Peptide Sets

A total of ~1.4 million individual peptides representing human proteins will be synthesized over the course of the ProteomeTools project. These are segmented as follows:

  • 550,000 tryptic peptides, covering essentially all human genes and isoforms
  • 200,000 non-tryptic peptides, i.e representing products of alternative proteases
  • 350,000 post-translationally modified peptides representing phosphorylation, acetylation, methylation, ubiquinylation and glycosylation
  • 200,000 peptides representing other interesting biology such as disease associated mutations, HLA neo-antigens, protease cleavage products, small open reading frames or translated lncRNAs

Furthermore, peptides will be chemically modified using tandem mass tags (TMT) and di-methyl labels to provide fragmentation data for these quantification methods.
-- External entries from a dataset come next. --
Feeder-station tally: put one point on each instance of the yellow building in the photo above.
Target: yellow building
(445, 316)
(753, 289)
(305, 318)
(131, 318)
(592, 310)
We welcome participation by the scientific community to this project. In particular, we would be interested to learn about interesting sets of peptides to make so that these can be incorporated into the project. Within reason, we can also share the ProteomeTools Peptide Library (PROPEL) with scientists willing to measure these on platforms not available to this project.

 

Released Datasets

The following peptide sets are available as raw data from the PRIDE repository and as fragmentation data in ProteomicsDB.org. Ready to use spectral libraries will follow in due course. Please refer to the 2017 Publication in Nature Methods for further details and tables of peptides and data currently available. The seven sets of tryptic peptides in the current release contain 549,411 peptides covering 19,749 human genes as annotated in Uniprot/SwissProt (Version 2016-07-20; 42,164 protein sequences).

 

Unmodified, tryptic peptides

'Proteotypic Peptide' Set

This set contains 124,875 tryptic peptides covering 15,855 protein coding human genes (by SwissProt) that have been frequently and confidently identified in ProteomicsDB.org. This data is designated as “TUM_first_pool” in PRIDE.

'Missing Gene' Set

For canonical gene products lacking confident protein level identification in ProteomicsDB.org all unique tryptic peptides between 7 and 30 amino acids in length (maximum of one missed cleavage site) were synthesized and measured. This set contains 140,458 peptides covering 4,818 protein coding human genes (by SwissProt). This data is designated as “TUM_second_pool” in PRIDE.

'SRMAtlas' Set

The ProteomeTools Consortium obtained a subset of the SRMAtlas collection of peptides. This set contains 90,967 peptides mapping to 19,099 protein coding human genes (by SwissProt). This data is designated as “SRMAtlas” in PRIDE.

'Isoform' Set

Set covering protein isoforms annotated in SwissProt with unique tryptic peptides. The set contains 125,512 peptides and covering 9,354 human genes. This data is termed “TUM_isoform” in PRIDE.

'Missing Gene' Addon Set

Set extending the 'Missing Gene' Set by 54,710 peptides for canonical gene products lacking confident protein level identification in ProteomicsDB.org. This data is termed as “TUM_second_addon" in PRIDE.

'Proteotypic when labeled' Set

Set of 29,141 peptides that are often detected in studies employing tandem mass tag labels. Note that the peptides in this set are not isobarically labeled. This data is termed  “TUM_proteo_TMT" in PRIDE.

'Resynthesis of proteotypic peptides' Set

Set of 12,760 peptides that were part of the initial “proteotypic” peptide set but were not detected using Liquid chromatography mass spectrometry (LC-MS). This data is termed “TUM_proteo_TMT" in PRIDE.

 

Upcoming Datasets

The ProteomeTools Consortium is currently working to synthesize, measure and release the following peptide sets to the community.

Expect peptide sets containing post-translationally modified peptides soon. Peptides and data sets for Acetylation, Methylation, Ubiquitination (K-GG), O-linked Glycosylation and (formerly) N-linked Glycosylation (PNGaseF treated peptides) have been generated. We are currently in the process of generating extensive libraries for serine, threonine and tyrosine phosphorylation.